Вот к чему вела меня моя заботливость! Вот в какую сторону перетолковала она мои расспросы... Слышишь, она его погубила! О женщины, женщины! О милое самоотвержение!
Злоба захватила мое дыхание, сердце мое сильно билось. Вражда, бессознательная, беспричинная вражда наполнила всю мою душу. Я бы хотел растерзать это милое существо, которое плакало передо мною, которого вся вина состояла в том, что оно не могло понять меня... Я отдал бы жизнь, чтоб на один час сделать женщину из этого ребенка, чтоб поселить в ее душе страсть ко мне, чтоб заставить ее вымаливать у меня любви и чтоб с черною радостью отвергать ее порывы, все сокровища только что пробужденной души.
Я никогда так низко не падал, как в эту минуту; но я преодолел себя и ушел из ее комнаты.
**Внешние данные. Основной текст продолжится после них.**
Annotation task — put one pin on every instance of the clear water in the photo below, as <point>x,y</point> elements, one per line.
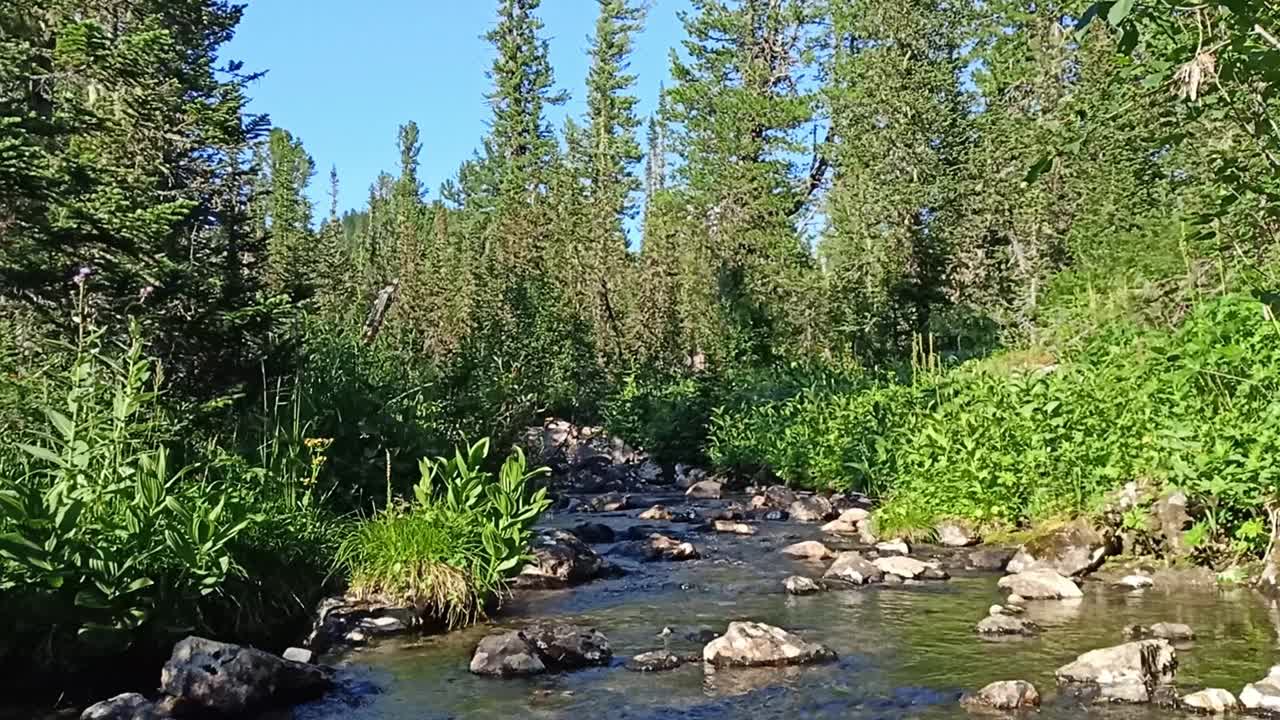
<point>904,652</point>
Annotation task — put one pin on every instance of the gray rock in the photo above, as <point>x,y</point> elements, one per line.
<point>561,560</point>
<point>991,557</point>
<point>954,533</point>
<point>128,706</point>
<point>1264,696</point>
<point>594,532</point>
<point>1214,701</point>
<point>211,677</point>
<point>507,655</point>
<point>755,645</point>
<point>1006,625</point>
<point>1128,673</point>
<point>705,490</point>
<point>568,647</point>
<point>657,661</point>
<point>808,550</point>
<point>813,509</point>
<point>1041,584</point>
<point>1174,632</point>
<point>854,569</point>
<point>1073,550</point>
<point>1008,695</point>
<point>798,584</point>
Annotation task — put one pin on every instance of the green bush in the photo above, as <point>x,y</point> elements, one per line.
<point>453,547</point>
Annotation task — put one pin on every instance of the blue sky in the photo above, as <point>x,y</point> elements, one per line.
<point>343,76</point>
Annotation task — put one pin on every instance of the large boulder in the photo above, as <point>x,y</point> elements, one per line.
<point>1041,584</point>
<point>128,706</point>
<point>218,678</point>
<point>1129,673</point>
<point>1008,695</point>
<point>854,569</point>
<point>1074,550</point>
<point>560,560</point>
<point>808,550</point>
<point>755,645</point>
<point>507,655</point>
<point>1264,696</point>
<point>813,509</point>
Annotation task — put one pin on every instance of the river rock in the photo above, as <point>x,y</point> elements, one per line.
<point>1174,632</point>
<point>210,677</point>
<point>656,661</point>
<point>894,547</point>
<point>813,509</point>
<point>128,706</point>
<point>808,550</point>
<point>1074,550</point>
<point>608,502</point>
<point>705,490</point>
<point>1128,673</point>
<point>657,547</point>
<point>507,655</point>
<point>656,513</point>
<point>1006,695</point>
<point>903,566</point>
<point>1214,701</point>
<point>594,533</point>
<point>755,645</point>
<point>1265,695</point>
<point>799,584</point>
<point>560,560</point>
<point>854,569</point>
<point>991,557</point>
<point>568,647</point>
<point>1041,584</point>
<point>954,533</point>
<point>1002,624</point>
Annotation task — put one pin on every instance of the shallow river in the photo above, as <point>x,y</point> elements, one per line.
<point>904,652</point>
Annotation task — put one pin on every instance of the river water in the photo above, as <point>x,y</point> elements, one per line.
<point>904,651</point>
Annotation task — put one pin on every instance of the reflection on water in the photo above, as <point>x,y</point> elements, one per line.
<point>904,652</point>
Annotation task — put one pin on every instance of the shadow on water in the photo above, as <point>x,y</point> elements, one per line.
<point>904,652</point>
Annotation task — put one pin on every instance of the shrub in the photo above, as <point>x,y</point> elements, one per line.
<point>453,547</point>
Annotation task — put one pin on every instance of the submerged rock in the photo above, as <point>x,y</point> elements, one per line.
<point>657,661</point>
<point>1128,673</point>
<point>813,509</point>
<point>798,584</point>
<point>128,706</point>
<point>1041,584</point>
<point>560,560</point>
<point>210,677</point>
<point>705,490</point>
<point>1174,632</point>
<point>854,569</point>
<point>1214,701</point>
<point>1006,695</point>
<point>1073,550</point>
<point>808,550</point>
<point>1265,695</point>
<point>754,645</point>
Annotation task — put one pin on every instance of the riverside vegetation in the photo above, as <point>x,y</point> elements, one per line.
<point>984,261</point>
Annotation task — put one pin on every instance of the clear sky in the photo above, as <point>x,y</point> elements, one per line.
<point>343,76</point>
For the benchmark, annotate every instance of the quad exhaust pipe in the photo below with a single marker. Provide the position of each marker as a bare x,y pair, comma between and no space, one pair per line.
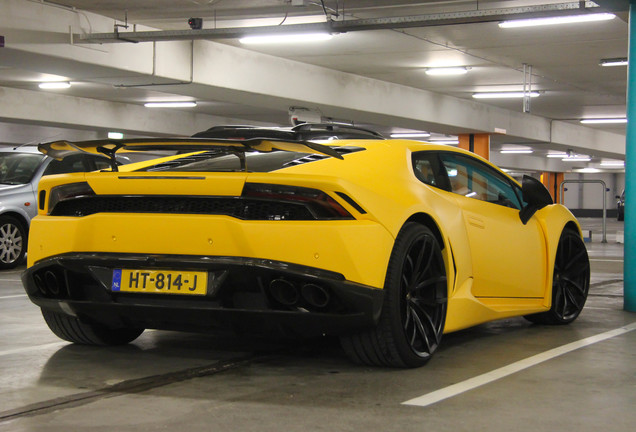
292,294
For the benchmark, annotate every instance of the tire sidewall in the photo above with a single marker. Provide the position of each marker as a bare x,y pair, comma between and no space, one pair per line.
395,298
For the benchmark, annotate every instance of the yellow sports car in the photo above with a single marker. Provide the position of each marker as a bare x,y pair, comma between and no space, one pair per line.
387,244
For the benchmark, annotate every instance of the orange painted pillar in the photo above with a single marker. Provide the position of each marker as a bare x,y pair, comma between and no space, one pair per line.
552,181
476,143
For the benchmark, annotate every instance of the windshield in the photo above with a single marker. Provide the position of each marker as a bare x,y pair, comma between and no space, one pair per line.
18,168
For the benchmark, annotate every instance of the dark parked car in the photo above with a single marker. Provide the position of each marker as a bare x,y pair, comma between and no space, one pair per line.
620,206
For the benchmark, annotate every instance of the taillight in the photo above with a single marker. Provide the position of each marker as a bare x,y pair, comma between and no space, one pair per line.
68,191
319,204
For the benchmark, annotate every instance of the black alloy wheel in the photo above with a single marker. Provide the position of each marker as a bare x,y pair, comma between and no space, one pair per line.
414,311
13,242
570,283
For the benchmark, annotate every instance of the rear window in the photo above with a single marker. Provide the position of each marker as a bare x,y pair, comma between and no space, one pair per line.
18,168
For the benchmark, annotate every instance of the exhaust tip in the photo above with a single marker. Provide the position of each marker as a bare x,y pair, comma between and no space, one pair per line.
39,283
284,292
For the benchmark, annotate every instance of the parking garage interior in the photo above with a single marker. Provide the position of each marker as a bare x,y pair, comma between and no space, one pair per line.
426,70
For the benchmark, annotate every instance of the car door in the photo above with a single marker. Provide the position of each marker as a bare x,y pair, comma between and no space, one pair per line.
508,257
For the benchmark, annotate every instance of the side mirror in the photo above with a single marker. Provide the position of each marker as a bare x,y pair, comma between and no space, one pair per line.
535,195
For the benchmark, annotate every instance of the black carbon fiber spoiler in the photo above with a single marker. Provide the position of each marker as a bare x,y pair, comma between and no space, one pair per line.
61,149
Пробовал я пустить к себе Галицкого и расспросить его. С первых слов он понес ахинею страшную. Я почти выгнал его; он ночи простаивал под Полинькиными окнами, так что я, во избежание скандала, переехал на дачу.
Теперь ты понимаешь мое положение, добрый Павел Александрыч. Мало мне своего горя: все мои попытки действовать падают и разрушаются. Никто меня не понимает, я похож на человека, приехавшего в незнакомый край для очень важного дела. Напрасно он бьется и хлопочет: всякой от него пятится, всякой боится в нем врага, а если и говорит с ним, то говорит каким-то непонятным языком...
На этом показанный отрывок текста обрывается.